Schumpeter has an interesting article in the Economist of October 4th.
He challenges the, quite long standing, practice for senior managers to attend outward bound courses in order to develop their Leadership skills. He suggests there is no discernible benefit.
We would be interested in others’ views. Many years ago I directed the Developing Managerial Skills programme at Ashridge Business School and an outward bound exercise over a weekend was a key element. The feedback from participants was generally very favourable but, crucially, its success depended on the skills in guiding the quality of the feedback on the part of the behavioural tutor who led this part of the course,
Schumpeter argues that this type of activity is largely a waste of time. More bizarrely, he argues that ‘inward bound’ courses, where managers are required to study classical texts including possibly Thucydides’s hymn to Pericles, would be more effective. He quotes a number of examples of successful business leaders who studied Philosophy or Classics. One suspects that Schumpeter himself has a degree in Classics.

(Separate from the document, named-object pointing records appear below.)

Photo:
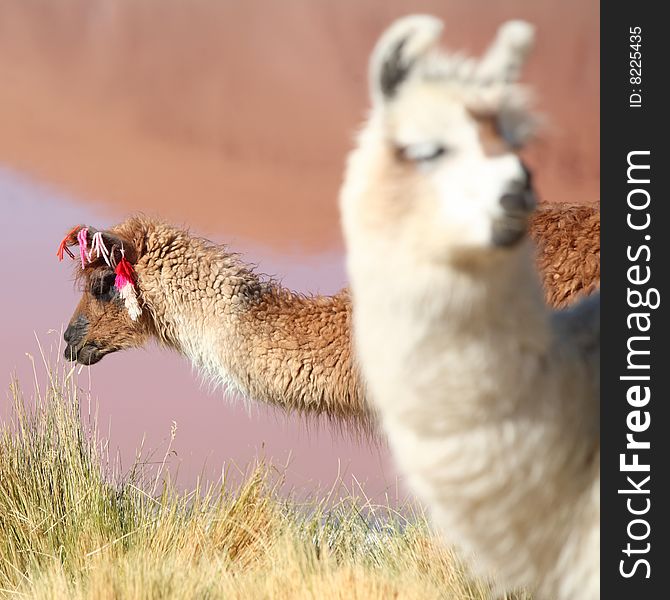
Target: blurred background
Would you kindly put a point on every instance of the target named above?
(233, 118)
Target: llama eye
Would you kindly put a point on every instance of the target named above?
(422, 153)
(102, 288)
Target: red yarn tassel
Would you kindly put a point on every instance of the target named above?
(125, 283)
(63, 246)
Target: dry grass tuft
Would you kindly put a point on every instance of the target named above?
(72, 527)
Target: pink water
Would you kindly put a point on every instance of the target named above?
(212, 430)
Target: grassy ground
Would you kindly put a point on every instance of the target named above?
(71, 527)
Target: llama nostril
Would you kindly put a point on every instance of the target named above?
(76, 330)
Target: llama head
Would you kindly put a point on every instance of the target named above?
(108, 317)
(436, 170)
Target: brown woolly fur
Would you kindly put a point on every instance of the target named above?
(568, 251)
(253, 336)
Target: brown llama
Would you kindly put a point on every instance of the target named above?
(252, 335)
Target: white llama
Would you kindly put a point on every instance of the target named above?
(489, 398)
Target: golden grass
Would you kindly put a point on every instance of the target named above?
(72, 527)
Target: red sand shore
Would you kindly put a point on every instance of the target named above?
(236, 117)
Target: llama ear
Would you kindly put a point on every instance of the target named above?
(503, 60)
(397, 51)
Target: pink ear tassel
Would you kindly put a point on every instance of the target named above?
(98, 246)
(125, 283)
(82, 239)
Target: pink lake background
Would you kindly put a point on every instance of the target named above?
(234, 119)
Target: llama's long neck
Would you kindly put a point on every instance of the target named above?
(489, 414)
(250, 335)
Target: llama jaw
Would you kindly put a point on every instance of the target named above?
(88, 354)
(511, 228)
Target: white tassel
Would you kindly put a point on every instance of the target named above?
(127, 292)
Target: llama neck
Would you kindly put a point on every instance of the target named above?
(251, 335)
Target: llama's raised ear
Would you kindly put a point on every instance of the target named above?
(96, 247)
(503, 60)
(397, 51)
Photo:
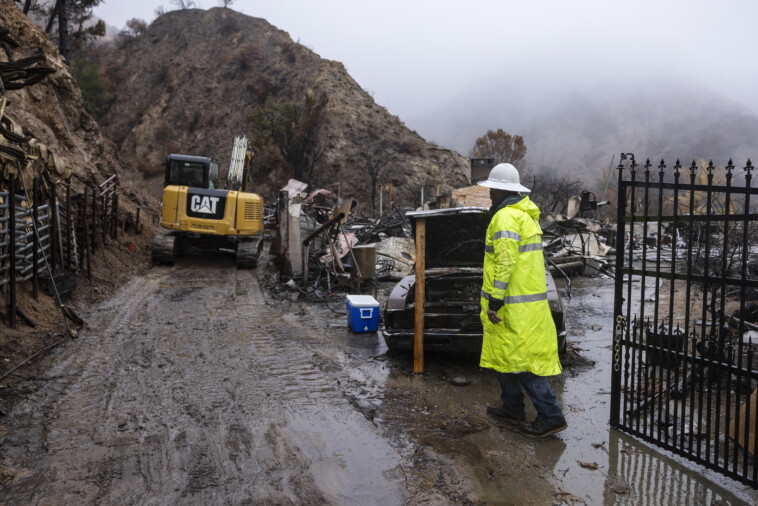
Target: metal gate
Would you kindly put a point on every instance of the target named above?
(685, 345)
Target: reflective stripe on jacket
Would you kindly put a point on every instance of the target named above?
(514, 276)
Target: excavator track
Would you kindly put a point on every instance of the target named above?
(164, 249)
(248, 252)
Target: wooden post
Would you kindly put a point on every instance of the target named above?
(12, 247)
(35, 239)
(69, 235)
(114, 217)
(86, 234)
(104, 224)
(419, 287)
(93, 242)
(54, 231)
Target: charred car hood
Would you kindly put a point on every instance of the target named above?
(454, 237)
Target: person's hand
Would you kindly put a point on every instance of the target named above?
(494, 318)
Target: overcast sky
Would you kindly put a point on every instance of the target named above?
(417, 55)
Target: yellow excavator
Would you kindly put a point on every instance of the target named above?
(197, 213)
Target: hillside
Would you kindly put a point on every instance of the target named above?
(189, 82)
(51, 112)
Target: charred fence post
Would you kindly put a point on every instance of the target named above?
(12, 247)
(419, 289)
(618, 300)
(114, 218)
(35, 239)
(55, 231)
(86, 234)
(93, 225)
(69, 231)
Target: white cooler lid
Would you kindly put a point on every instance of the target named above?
(362, 301)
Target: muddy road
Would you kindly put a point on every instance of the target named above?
(192, 386)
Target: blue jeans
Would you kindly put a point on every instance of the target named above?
(513, 386)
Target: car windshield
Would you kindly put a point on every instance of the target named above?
(186, 173)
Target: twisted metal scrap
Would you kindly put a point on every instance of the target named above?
(15, 75)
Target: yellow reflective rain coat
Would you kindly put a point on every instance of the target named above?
(514, 282)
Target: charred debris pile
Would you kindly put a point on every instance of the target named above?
(327, 246)
(50, 228)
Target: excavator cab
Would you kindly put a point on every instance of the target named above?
(192, 171)
(196, 212)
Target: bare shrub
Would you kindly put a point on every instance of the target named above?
(411, 146)
(288, 51)
(241, 59)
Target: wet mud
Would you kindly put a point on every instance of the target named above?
(193, 386)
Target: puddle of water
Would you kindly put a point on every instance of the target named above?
(350, 464)
(647, 474)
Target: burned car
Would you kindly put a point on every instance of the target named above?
(454, 257)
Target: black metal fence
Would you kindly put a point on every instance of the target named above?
(685, 346)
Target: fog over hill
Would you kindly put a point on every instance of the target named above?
(578, 130)
(189, 83)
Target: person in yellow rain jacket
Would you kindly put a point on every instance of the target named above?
(520, 341)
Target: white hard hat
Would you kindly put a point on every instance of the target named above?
(504, 176)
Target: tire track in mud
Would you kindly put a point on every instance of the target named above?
(190, 387)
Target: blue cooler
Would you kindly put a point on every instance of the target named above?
(362, 313)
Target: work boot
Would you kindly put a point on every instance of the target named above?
(540, 428)
(503, 414)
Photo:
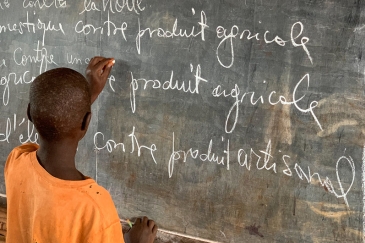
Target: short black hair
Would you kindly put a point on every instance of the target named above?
(59, 100)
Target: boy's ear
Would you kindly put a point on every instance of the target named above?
(28, 113)
(86, 121)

The idea of providing time for business leaders to think deeply about the issues they face is a good one, and indeed this might be more productive than sending them on outward bound exercises with ill thought out objectives.
One further thought. One of the great leaders of recent times, lauded by many academics including those at Harvard Business School where he was invited to share his thoughts with students and faculty, is Alex Ferguson of Manchester United. It seems unlikely that Sir Alex read many of the great classical texts.